The symposium was the third of its kind, following joint symposia between VP&S and ZUSM at Columbia in New York City in 2018 and at the Zheijiang School of Medicine campus in Hangzhou, China, in 2017. These symposia were made possible by the endowment to VP&S of funds from the late Clyde Wu’56 and Helen Wu to create the Wu Family China Center, which builds on their legacy of support for collaborations between Chinese and American doctors and biomedical researchers. Dr. David Wu (Dr. and Mrs. Wu’s son) and his wife, Dr. Bernadine Wu, represented the family at the symposium. David Ho, MD, the Clyde and Helen Wu Professor of Medicine, director of the Aaron Diamond AIDS Research Center, and director of the Wu Family China Center at VP&S, presented Columbia’s opening remarks. 

A few presentations addressed the technological potential for large-scale studies across populations. Wendy Chung, MD, PhD, the Kennedy Family Professor of Pediatrics (in Medicine) at VP&S, delivered a remote video presentation about the use of exome/genome sequencing to diagnose newborns with birth defects as a way to improve survival rates. She also introduced the SPARK study for Autism, an online cohort of more than 200,000 subjects who have provided saliva samples for DNA data that are freely accessible. Wei Wu, vice director of the endocrinology department of Children’s Hospital at ZUSM, introduced the 2016 to 2020 PERIODIC Study (PrevalEnce for Obesity and Diabetes in Children), which uses a urine sugar test to identify Chinese schoolchildren who are at a high risk of developing diabetes. Each subject is monitored via a QR code assigned by the WeChat smartphone app. 

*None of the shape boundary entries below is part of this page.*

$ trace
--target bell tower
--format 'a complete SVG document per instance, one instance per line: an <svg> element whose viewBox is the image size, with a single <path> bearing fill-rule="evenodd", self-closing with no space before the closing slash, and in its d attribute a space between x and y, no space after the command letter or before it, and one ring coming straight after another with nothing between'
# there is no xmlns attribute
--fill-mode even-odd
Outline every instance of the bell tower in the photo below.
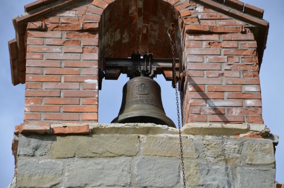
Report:
<svg viewBox="0 0 284 188"><path fill-rule="evenodd" d="M275 186L277 141L263 124L258 76L262 10L232 0L58 0L25 12L9 42L13 83L26 83L10 187ZM99 90L121 74L130 79L118 115L100 123ZM163 110L157 74L179 92L181 132Z"/></svg>

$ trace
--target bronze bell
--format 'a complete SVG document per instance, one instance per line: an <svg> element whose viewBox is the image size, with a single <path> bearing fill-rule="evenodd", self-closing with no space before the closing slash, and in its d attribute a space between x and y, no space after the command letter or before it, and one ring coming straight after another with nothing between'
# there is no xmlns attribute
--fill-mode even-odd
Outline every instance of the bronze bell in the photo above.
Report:
<svg viewBox="0 0 284 188"><path fill-rule="evenodd" d="M144 76L135 77L124 85L118 116L111 123L153 123L175 128L164 110L160 86Z"/></svg>

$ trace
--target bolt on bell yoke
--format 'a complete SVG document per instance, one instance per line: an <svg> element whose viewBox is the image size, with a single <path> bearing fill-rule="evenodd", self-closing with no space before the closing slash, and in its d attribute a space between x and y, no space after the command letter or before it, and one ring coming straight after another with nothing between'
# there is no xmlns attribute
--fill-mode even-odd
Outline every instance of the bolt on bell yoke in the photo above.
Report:
<svg viewBox="0 0 284 188"><path fill-rule="evenodd" d="M166 115L164 110L161 87L151 78L155 76L151 70L152 56L152 54L144 55L145 65L143 69L142 66L140 66L140 58L137 59L140 76L133 77L124 85L118 116L111 123L153 123L175 127L173 122ZM149 61L148 70L147 59ZM133 62L135 67L135 61ZM134 71L135 72L136 70Z"/></svg>

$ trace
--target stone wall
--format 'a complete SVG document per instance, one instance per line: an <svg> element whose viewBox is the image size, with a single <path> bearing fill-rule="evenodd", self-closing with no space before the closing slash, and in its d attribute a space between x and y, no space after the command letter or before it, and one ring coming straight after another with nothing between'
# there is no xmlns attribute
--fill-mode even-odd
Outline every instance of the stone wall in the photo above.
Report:
<svg viewBox="0 0 284 188"><path fill-rule="evenodd" d="M61 134L20 134L17 187L182 186L176 129L151 124L89 127L88 135L70 135L76 129ZM277 137L265 125L191 124L182 131L187 187L275 187Z"/></svg>

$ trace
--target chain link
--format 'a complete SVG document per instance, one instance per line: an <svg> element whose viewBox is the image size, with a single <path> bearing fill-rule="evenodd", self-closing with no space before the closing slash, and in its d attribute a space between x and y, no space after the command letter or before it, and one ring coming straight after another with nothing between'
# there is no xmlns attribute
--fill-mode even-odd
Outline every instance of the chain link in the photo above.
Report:
<svg viewBox="0 0 284 188"><path fill-rule="evenodd" d="M170 33L170 31L172 31L172 33ZM181 125L180 125L180 118L179 117L179 104L178 102L178 96L177 92L177 81L176 77L176 71L175 71L175 45L174 44L174 41L172 39L171 35L174 34L174 28L173 27L171 27L168 30L168 34L170 38L170 40L171 41L171 46L172 49L172 60L173 60L173 82L172 85L173 87L175 89L175 99L176 100L176 110L177 111L177 121L178 123L178 132L179 134L179 144L180 146L180 155L181 159L181 166L182 169L182 180L183 182L183 187L186 188L186 185L185 184L185 174L184 173L184 163L183 162L183 152L182 152L182 142L181 141L181 131L180 130Z"/></svg>

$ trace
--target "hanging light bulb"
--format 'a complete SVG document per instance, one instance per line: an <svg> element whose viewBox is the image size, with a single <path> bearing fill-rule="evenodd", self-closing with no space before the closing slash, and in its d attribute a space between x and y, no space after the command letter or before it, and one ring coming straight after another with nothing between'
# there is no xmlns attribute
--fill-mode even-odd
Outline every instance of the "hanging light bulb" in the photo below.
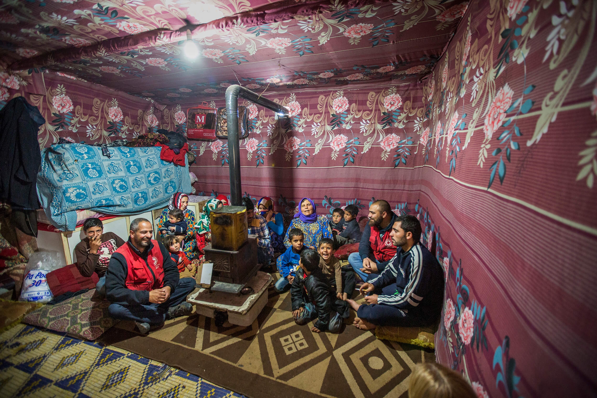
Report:
<svg viewBox="0 0 597 398"><path fill-rule="evenodd" d="M199 49L191 39L190 29L187 29L187 39L184 42L184 56L190 59L195 59L198 55L199 55Z"/></svg>

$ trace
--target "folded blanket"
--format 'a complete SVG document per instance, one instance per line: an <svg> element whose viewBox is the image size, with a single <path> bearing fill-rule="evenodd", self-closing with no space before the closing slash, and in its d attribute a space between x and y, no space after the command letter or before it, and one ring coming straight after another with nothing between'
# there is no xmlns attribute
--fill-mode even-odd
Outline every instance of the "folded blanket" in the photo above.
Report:
<svg viewBox="0 0 597 398"><path fill-rule="evenodd" d="M190 193L189 166L160 159L159 147L109 148L83 144L53 145L42 151L38 198L61 230L76 227L76 210L130 215L159 209L175 192Z"/></svg>

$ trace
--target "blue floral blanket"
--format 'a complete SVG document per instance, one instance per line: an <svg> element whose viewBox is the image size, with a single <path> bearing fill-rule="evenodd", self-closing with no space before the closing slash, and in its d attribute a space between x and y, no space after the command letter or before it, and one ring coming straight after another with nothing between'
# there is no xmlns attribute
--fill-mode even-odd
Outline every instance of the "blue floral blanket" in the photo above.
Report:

Edward Guo, PhD, the Stanley Dicker Professor of Biomedical Engineering at Columbia’s Fu Foundation School of Engineering and Applied Science, mapped differences in the bone structures of Caucasians and Chinese patients and showed that Chinese have lower bone fracture rates. He has developed a mobile medical imaging unit in an RV in China to drive across the Chinese countryside for his “Silk Road” musculoskeletal genetic research.

Susan Rosenthal, PhD, professor of medical psychology (in pediatrics and psychiatry) at VP&S, discussed leadership methods for addressing burnout in medical workplaces by identifying that workers reach sustainable “flow” when challenges are matched to their skill level. Paul Lee, MD, the Misook Doolittle Professor of Medicine at CUMC, also addressed American medical culture by outlining the impact of restrictions on resident duty hours and the subsequent development of hospitalism as the fastest-rising medical specialty in the United States.

A highlight of the symposium was the announcement of the winner of the 2019 Wu Family China Center Pilot Award, which funds Chinese postdoctoral medical students to complete research at VP&S for one year. Utpal Pajvani, MD, PhD, the Herbert Irving Associate Professor of Medicine at VP&S, and Dr. Chengfu Xu, associate professor of gastroenterology at the First Affiliated Hospital, ZUSM, will receive support for a collaborative project, “Nanoparticle notch inhibitors for treatment of type 2 diabetes.”